A dona de casa Valdete Ferreira da Silva, de 68 anos, luta há 12 para trazer de volta para Rio Preto nove familiares. Todos eles entraram para a seita "Jesus, A Verdade Que Marca", grupo que teve 13 pessoas presas nessa semana após operação da Polícia Federal e do Ministério do Trabalho. Eles são acusados de escravizar os fiéis em fazendas de Minas Gerais, além de tráfico de pessoas, lavagem de dinheiro e estelionato. Entre os líderes presos, está o empresário de Olímpia José Donizeti Buzzato, que foi enviado para Presídio Nelson Hungria, em Belo Horizonte.

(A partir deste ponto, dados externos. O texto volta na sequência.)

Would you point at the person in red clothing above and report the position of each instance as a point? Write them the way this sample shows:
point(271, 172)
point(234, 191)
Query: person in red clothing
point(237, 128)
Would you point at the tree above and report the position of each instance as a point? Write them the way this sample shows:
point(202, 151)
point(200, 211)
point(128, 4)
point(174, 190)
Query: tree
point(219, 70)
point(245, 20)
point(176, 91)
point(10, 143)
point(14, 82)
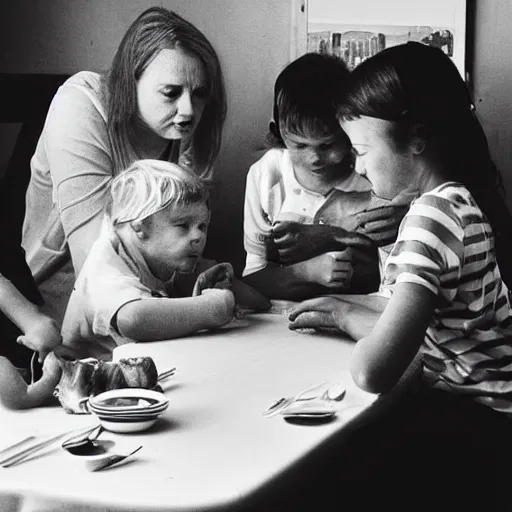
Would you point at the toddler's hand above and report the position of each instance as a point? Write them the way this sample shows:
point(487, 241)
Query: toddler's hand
point(332, 269)
point(51, 366)
point(222, 306)
point(43, 336)
point(219, 276)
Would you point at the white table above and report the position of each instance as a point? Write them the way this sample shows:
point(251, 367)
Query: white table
point(212, 448)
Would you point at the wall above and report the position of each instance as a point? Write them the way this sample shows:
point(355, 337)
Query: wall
point(492, 79)
point(251, 37)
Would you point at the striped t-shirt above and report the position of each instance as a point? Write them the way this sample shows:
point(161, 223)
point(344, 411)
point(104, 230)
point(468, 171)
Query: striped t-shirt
point(446, 244)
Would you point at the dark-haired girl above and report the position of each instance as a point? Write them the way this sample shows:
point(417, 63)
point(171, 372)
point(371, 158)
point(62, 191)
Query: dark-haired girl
point(442, 301)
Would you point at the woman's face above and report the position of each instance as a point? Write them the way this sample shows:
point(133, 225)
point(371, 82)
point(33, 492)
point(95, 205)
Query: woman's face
point(390, 170)
point(172, 93)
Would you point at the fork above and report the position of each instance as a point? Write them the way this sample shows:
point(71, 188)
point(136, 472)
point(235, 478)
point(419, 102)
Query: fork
point(283, 403)
point(335, 393)
point(21, 455)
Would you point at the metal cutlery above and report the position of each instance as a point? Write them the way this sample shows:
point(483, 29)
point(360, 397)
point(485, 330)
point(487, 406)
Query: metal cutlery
point(333, 393)
point(109, 460)
point(28, 451)
point(165, 374)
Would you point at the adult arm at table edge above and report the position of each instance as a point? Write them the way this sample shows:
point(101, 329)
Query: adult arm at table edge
point(81, 167)
point(165, 318)
point(39, 332)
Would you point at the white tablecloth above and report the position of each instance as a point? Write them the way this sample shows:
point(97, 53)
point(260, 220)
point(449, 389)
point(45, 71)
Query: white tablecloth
point(212, 447)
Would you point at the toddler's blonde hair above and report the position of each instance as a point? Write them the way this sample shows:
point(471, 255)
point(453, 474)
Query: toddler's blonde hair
point(148, 186)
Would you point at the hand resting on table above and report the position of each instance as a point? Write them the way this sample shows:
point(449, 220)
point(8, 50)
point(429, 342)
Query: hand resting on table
point(218, 276)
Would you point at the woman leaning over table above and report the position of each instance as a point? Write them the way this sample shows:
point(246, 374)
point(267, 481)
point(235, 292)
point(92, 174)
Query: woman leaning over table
point(162, 98)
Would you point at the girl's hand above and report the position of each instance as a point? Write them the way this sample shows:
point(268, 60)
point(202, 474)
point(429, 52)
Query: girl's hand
point(219, 276)
point(321, 312)
point(332, 269)
point(43, 336)
point(299, 242)
point(381, 224)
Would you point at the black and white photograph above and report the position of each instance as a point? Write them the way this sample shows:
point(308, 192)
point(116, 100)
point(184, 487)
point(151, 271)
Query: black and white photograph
point(256, 255)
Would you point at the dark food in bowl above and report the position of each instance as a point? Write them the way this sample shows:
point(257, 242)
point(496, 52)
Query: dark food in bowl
point(89, 377)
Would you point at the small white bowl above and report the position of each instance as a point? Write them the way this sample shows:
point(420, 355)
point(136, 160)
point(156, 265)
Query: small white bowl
point(122, 427)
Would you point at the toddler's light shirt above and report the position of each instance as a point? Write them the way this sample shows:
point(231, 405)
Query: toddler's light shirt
point(112, 276)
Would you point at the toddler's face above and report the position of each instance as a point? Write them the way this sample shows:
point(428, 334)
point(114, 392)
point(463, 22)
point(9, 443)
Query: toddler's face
point(389, 170)
point(176, 239)
point(319, 155)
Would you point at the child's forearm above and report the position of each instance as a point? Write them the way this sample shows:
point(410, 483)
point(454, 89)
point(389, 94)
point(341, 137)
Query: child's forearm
point(166, 318)
point(16, 307)
point(14, 392)
point(291, 282)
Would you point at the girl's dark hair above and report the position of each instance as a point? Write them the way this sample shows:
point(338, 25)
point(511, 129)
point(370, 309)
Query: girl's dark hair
point(415, 84)
point(305, 96)
point(154, 30)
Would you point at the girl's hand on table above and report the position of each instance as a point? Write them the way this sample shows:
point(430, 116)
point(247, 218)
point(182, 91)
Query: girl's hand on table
point(219, 276)
point(320, 312)
point(298, 242)
point(42, 336)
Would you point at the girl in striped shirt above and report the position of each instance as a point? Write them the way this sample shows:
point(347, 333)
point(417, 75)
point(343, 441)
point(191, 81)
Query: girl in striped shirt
point(442, 301)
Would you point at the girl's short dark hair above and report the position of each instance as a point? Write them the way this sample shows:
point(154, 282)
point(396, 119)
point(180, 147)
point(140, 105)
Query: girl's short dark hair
point(305, 96)
point(415, 84)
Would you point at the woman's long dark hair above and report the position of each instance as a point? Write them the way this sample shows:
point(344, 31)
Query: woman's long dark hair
point(415, 84)
point(154, 30)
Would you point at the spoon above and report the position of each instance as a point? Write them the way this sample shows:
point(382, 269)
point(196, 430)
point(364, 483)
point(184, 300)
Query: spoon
point(97, 464)
point(84, 444)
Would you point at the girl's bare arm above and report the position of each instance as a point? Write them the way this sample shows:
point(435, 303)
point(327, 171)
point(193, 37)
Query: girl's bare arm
point(380, 358)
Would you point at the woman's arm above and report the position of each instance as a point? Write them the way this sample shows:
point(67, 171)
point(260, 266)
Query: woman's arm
point(16, 394)
point(380, 358)
point(40, 332)
point(165, 318)
point(79, 158)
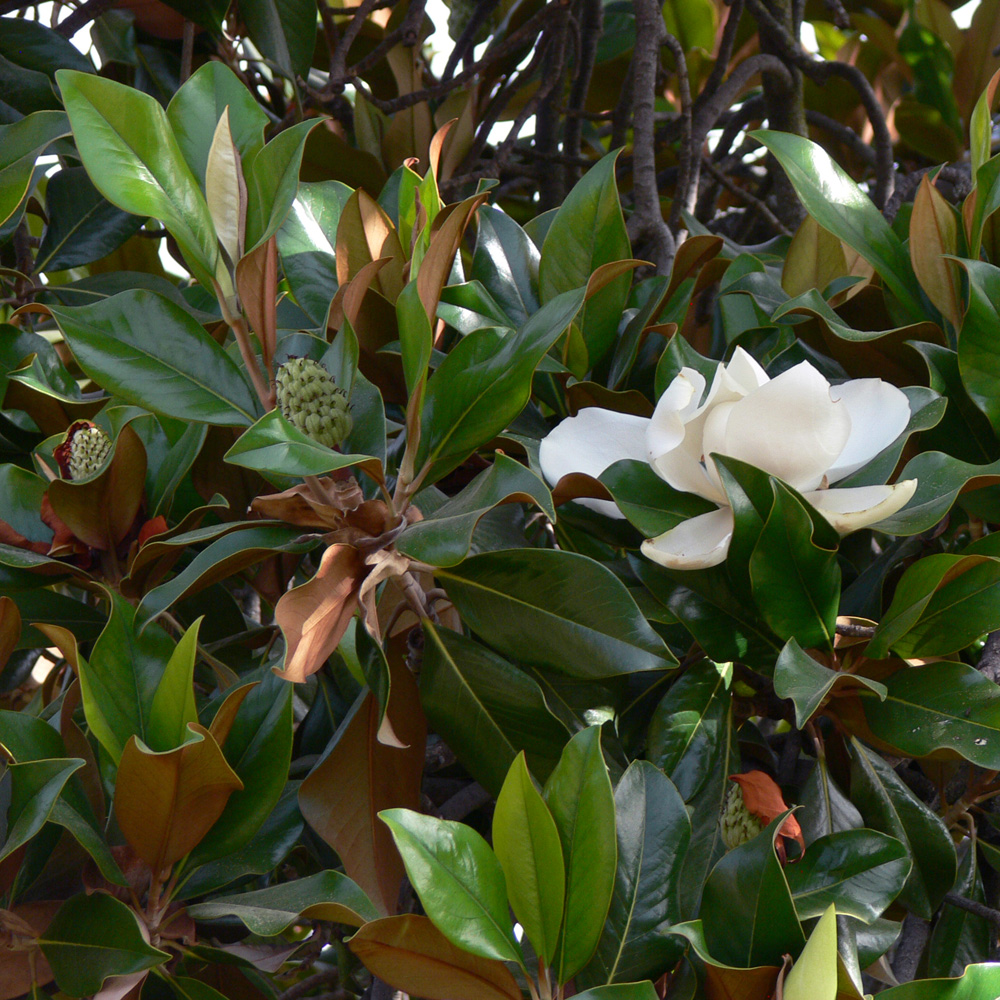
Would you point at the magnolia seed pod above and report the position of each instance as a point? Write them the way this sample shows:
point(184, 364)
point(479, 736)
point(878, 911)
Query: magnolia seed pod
point(310, 400)
point(83, 451)
point(738, 824)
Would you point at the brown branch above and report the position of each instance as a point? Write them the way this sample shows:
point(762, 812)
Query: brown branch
point(647, 222)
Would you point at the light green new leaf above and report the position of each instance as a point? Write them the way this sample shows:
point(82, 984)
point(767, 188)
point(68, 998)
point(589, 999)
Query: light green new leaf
point(527, 846)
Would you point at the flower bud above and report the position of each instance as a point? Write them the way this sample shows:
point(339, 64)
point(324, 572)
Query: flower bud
point(738, 824)
point(84, 450)
point(310, 400)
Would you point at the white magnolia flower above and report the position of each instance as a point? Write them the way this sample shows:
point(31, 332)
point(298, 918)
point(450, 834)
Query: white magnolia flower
point(796, 427)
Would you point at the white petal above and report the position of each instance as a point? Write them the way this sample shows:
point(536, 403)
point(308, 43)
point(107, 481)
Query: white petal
point(697, 543)
point(789, 427)
point(879, 414)
point(590, 442)
point(850, 509)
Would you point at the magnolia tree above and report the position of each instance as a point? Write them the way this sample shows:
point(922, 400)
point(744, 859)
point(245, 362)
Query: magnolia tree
point(542, 561)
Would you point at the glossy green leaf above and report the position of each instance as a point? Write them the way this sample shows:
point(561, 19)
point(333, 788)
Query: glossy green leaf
point(942, 706)
point(528, 847)
point(284, 31)
point(889, 806)
point(978, 353)
point(34, 787)
point(808, 682)
point(195, 110)
point(795, 578)
point(445, 537)
point(324, 896)
point(588, 230)
point(555, 609)
point(941, 604)
point(150, 352)
point(274, 445)
point(92, 938)
point(648, 502)
point(506, 262)
point(459, 881)
point(813, 975)
point(961, 938)
point(653, 831)
point(579, 796)
point(83, 226)
point(485, 708)
point(258, 747)
point(272, 182)
point(306, 244)
point(977, 982)
point(227, 555)
point(859, 871)
point(483, 385)
point(835, 201)
point(747, 908)
point(132, 156)
point(686, 725)
point(21, 143)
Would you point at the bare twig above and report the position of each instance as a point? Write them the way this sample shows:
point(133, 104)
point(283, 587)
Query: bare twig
point(647, 220)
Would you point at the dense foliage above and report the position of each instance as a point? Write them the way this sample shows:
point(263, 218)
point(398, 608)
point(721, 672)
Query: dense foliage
point(556, 561)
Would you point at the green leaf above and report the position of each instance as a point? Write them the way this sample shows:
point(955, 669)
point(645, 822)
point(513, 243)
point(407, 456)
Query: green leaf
point(484, 383)
point(227, 555)
point(34, 787)
point(814, 974)
point(272, 182)
point(20, 145)
point(173, 704)
point(941, 604)
point(653, 831)
point(795, 578)
point(961, 938)
point(284, 31)
point(588, 230)
point(555, 609)
point(747, 908)
point(581, 801)
point(485, 708)
point(459, 881)
point(939, 707)
point(978, 981)
point(148, 351)
point(258, 748)
point(684, 731)
point(886, 804)
point(529, 850)
point(978, 353)
point(126, 144)
point(324, 896)
point(83, 226)
point(92, 938)
point(274, 445)
point(861, 871)
point(648, 502)
point(807, 682)
point(835, 201)
point(195, 110)
point(445, 537)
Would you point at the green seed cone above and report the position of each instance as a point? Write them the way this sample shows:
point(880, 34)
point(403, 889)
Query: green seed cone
point(310, 400)
point(738, 824)
point(88, 448)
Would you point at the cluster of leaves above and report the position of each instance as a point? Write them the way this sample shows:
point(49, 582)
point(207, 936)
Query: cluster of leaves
point(250, 683)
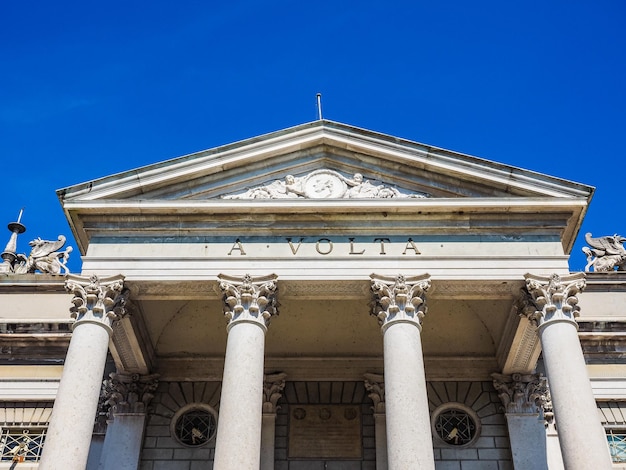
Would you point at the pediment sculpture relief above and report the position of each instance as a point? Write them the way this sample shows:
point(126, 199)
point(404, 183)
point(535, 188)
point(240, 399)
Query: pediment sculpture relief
point(324, 184)
point(606, 253)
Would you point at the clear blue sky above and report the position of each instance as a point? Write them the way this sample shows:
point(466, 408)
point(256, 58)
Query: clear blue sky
point(88, 89)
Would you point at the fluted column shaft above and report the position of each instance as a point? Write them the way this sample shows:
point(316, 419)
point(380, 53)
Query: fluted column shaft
point(249, 303)
point(554, 309)
point(400, 306)
point(97, 304)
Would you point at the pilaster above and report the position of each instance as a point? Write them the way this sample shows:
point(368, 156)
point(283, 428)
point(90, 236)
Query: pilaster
point(552, 303)
point(273, 385)
point(127, 397)
point(522, 396)
point(375, 386)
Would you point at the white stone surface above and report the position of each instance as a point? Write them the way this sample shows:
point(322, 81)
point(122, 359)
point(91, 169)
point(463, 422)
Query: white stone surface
point(409, 439)
point(72, 421)
point(238, 443)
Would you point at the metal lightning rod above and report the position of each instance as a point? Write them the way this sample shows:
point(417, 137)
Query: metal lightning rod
point(319, 106)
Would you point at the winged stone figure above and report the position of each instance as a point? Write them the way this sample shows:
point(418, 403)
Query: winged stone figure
point(44, 257)
point(606, 253)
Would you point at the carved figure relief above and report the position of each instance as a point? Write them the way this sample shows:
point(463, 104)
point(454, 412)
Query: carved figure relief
point(45, 256)
point(324, 184)
point(606, 253)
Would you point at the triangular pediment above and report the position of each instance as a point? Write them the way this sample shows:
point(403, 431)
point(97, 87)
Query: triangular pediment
point(281, 183)
point(347, 152)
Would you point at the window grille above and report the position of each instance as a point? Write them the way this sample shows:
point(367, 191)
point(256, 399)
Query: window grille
point(21, 445)
point(617, 445)
point(195, 426)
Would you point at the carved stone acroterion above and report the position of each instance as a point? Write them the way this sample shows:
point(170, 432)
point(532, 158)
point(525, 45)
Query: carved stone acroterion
point(129, 393)
point(521, 393)
point(606, 253)
point(552, 298)
point(97, 300)
point(399, 299)
point(248, 299)
point(273, 385)
point(324, 184)
point(45, 256)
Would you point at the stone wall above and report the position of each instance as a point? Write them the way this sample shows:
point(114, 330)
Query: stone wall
point(325, 393)
point(160, 450)
point(491, 450)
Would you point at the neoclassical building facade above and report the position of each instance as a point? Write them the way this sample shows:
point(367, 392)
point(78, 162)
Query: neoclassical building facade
point(321, 297)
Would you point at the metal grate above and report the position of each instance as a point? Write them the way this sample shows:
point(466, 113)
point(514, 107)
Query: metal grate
point(617, 445)
point(21, 445)
point(455, 427)
point(195, 427)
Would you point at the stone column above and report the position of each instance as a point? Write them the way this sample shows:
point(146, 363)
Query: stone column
point(399, 304)
point(552, 305)
point(375, 386)
point(522, 395)
point(248, 305)
point(128, 397)
point(273, 386)
point(97, 304)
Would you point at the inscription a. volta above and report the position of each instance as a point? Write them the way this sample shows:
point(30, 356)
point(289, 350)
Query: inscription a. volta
point(325, 246)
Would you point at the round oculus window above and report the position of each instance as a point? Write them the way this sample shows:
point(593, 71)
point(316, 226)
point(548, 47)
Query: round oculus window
point(194, 425)
point(456, 424)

"Perdi quase toda minha família para esta seita. Minhas duas filhas, dois genros e cinco netos. Agora que prenderam os líderes, vamos ver se todos voltam para casa. Quero minha família de volta", diz a dona de casa.
Nos últimos anos, a vida da aposentada é tentar convencer os parentes a abandonar a seita e denunciar em redes sociais os líderes da igreja pela exploração dos parentes. "Eu cobrei da polícia para que eles tomassem uma providência, porque o pessoal da igreja trocava constantemente de fazenda meus parentes. Eles trabalham sem ganhar um centavo." Hoje, ela não sabe em que cidade os parentes estão.
Segundo Valdete, as filhas trabalham na horta, vendem as verduras e todo dinheiro é repassado para os coordenadores das fazendas. Quando precisam de alimentos, roupas, medicamentos, entre outros objetos pessoais, como celular, elas devem pedir para um dos líderes da igreja. "Uma das minhas filhas esteve aqui há três meses para me visitar. Falei para ela ficar, mas ela não quer abandonar a seita. Tenho esperança que esta operação consiga trazer meu povo de volta para casa."
A dona de casa chegou até a ficar alegre com a deflagração da Operação Canaã - A Colheita Final, mas voltou a ser preocupar quando uma de suas filhas, por meio de mensagem do WhatsApp, disse que não acredita que foram encontradas irregularidades nas fazendas e avisou que não tem intenção de voltar.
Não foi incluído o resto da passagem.